A Curandeira Real usou suas melhores ferramentas de diagnóstico e entendeu que Tyris havia sido sincera.
Assim como Baba Yaga tinha dito poucos minutos antes, Lith estava apenas cansado. Quylla se virou para tranquilizar Kamila, mas, julgando pela expressão em pânico dela, palavras não bastariam.
“Ele está bem. Não há mais nenhum dano na força vital de Lith. Ele só precisa descansar.” disse Quylla, enquanto usava seu feitiço de Injeção para administrar tônicos e nutrientes diretamente na corrente sanguínea.

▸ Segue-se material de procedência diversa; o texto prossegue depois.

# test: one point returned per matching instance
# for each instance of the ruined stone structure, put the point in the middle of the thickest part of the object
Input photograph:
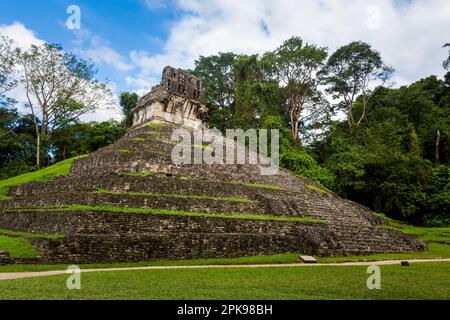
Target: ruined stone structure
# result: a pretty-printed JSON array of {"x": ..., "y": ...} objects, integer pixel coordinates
[
  {"x": 197, "y": 211},
  {"x": 176, "y": 100}
]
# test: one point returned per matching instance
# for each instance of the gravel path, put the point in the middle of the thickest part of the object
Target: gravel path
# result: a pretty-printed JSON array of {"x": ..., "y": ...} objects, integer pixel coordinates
[{"x": 22, "y": 275}]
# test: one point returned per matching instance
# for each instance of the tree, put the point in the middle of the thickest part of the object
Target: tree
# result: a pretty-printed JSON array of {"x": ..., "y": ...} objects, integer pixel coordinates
[
  {"x": 217, "y": 75},
  {"x": 59, "y": 89},
  {"x": 447, "y": 62},
  {"x": 351, "y": 72},
  {"x": 7, "y": 60},
  {"x": 83, "y": 138},
  {"x": 247, "y": 78},
  {"x": 7, "y": 79},
  {"x": 294, "y": 66},
  {"x": 128, "y": 101}
]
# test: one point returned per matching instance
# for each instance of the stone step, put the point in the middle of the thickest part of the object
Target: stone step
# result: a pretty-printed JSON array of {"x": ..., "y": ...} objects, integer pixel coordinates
[{"x": 137, "y": 201}]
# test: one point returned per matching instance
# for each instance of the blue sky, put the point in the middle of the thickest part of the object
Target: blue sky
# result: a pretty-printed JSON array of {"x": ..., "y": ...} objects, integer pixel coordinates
[
  {"x": 130, "y": 41},
  {"x": 123, "y": 25}
]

Lith não precisava daquilo, mas ver Quylla fazendo algo pela condição dele teve um efeito placebo nos nervos de Kamila.
“Obrigada! Obrigada! Obrigada!” Kamila desabou em lágrimas quando Tyris a ajudou a descer Lith das costas de Kalla e fez com que a cabeça dele repousasse no colo dela.
A Guardiã certificou-se, com magia gravitacional, de que o peso não a esmagaria.
“Como eu estava dizendo, a Operação Liberdade foi um sucesso.” Vladion pigarreou, constrangido. “Nós fizemos uma varredura completa do núcleo de energia do Grifo Dourado com os Olhos e já organizamos os dados.”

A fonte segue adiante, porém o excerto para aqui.